Giudizi e stigmatizzazioni non trovano posto nel mondo personale e artistico di Paolini. «Quella barbarie di non usare il cervello e di lasciar parlare la pancia la tengo a bada e penso che il mio teatro debba essere civile e avere rispetto anche di quelli che mi provocano irritazione, di quei comportamenti che vanno stigmatizzati singolarmente. Dire che “i no-vax sono tutti uguali” sarebbe come accettare categorie e parole come “immigrati”, “stranieri”. È facile sparare nel mucchio e, da una parte o dall’altra, considerare tutto come un complotto, visto dal punto di vista di chi sceglie di non vaccinarsi perché ha paura che tutto questo limiti le sue libertà personali, e dall’altra parte di chi li considera individualisti e irresponsabili. Occorre affrontare tutto quello che abbiamo intorno con l’energia sufficiente per evitare di sentirsi secchi, barbari e disumani dentro. Ci sarà un momento per fermarsi a imparare dagli sbagli — spiega l’autore —, però finché l’emergenza dura io non ho voglia di alimentare polemiche, non voglio fare il testimonial di niente. Mi porto dentro questo tempo come una lezione per il futuro e cerco di evitare di perdere le caratteristiche che il mio lavoro mi ha insegnato: rispetto, attenzione, curiosità verso le persone. Dobbiamo tenerci vivi, svegli, attivi, senza pensare che aver fatto il vaccino ci renda delle persone migliori; aver fatto una cosa sensata non significa smettere di farne altre».

«Il teatro-canzone e Gaber presenti nel mio lavoro»

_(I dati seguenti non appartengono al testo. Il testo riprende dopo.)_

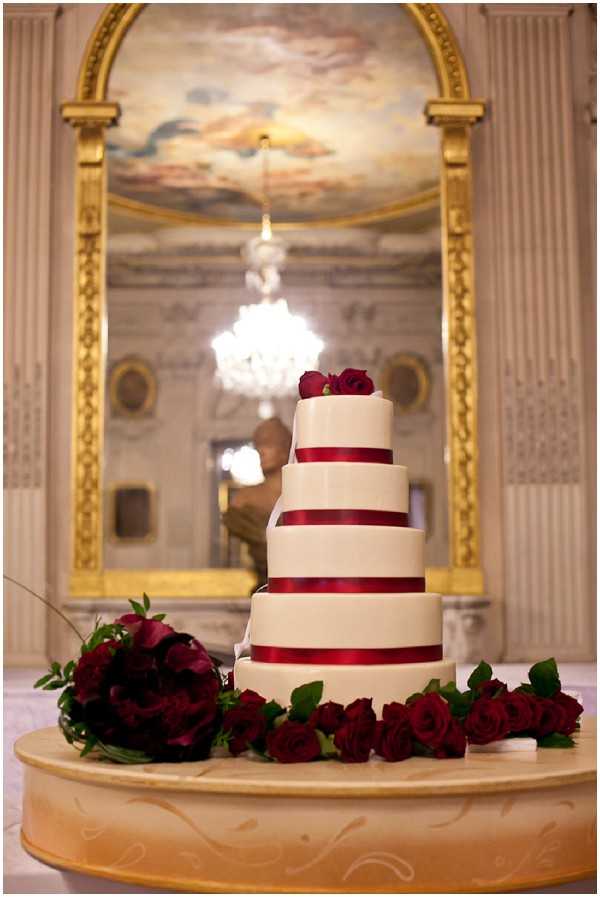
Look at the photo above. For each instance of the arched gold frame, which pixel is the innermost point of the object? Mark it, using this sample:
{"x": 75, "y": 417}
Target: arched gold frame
{"x": 454, "y": 112}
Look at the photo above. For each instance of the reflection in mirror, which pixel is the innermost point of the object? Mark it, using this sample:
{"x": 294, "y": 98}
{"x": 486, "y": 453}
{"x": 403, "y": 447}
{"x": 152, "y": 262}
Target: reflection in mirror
{"x": 354, "y": 172}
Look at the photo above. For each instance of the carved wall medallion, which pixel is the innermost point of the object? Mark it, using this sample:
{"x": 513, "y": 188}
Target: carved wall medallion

Su tutto una preoccupazione che pesa come un macigno. «Io sono preoccupato della nostra fragilità di europei che, in tutto questo, non hanno il senso della responsabilità di cosa significa un virus che se ne va in giro per il pianeta dove ci sono intere aree e popolazioni che non hanno possibilità di vaccinarsi e dunque ha infinite possibilità di mutare. Di fronte a questa prospettiva planetaria tutte le beghe di casa nostra o della piccola Europa diventano minuscole. E il teatro, l’arte, il mio mestiere deve in qualche modo cercare di fare da colla: chi fa “di tutta l’erba un fascio” fa comizi, non fa teatro”. In questo tempo, però, c’è anche «qualcosa di buono, c’è una voglia di stare a teatro con le persone e di considerare quell’occasione per tutto il valore che ha. Salire sul palco e incontrare gli spettatori è una riscoperta immensa e tutto lo spettacolo, in cui si ride e ci si commuove, serve a dare peso alla comunità che si forma attorno allo spettacolo. Parlare di noi è la chiave per raccontare la possibilità di costruire qualcosa anche per i nostri figli, a partire dalle storie — conclude Paolini —. Il teatro crea il filo nascosto che unisce i puntini di storie apparentemente separate tra loro e tutto, come in una drammaturgia, torna con le sue conseguenze modificando i protagonisti della storia. Creo una biografia che sceglie avvenimenti e li mette in fila per raccontare il nostro presente in una narrazione molto leggera in cui musica e canto sono importantissimi. Implicitamente il riferimento di tutto è Giorgio Gaber e il suo teatro-canzone; la sua lezione e il suo sguardo, oggi, sono molto presenti nel mio lavoro».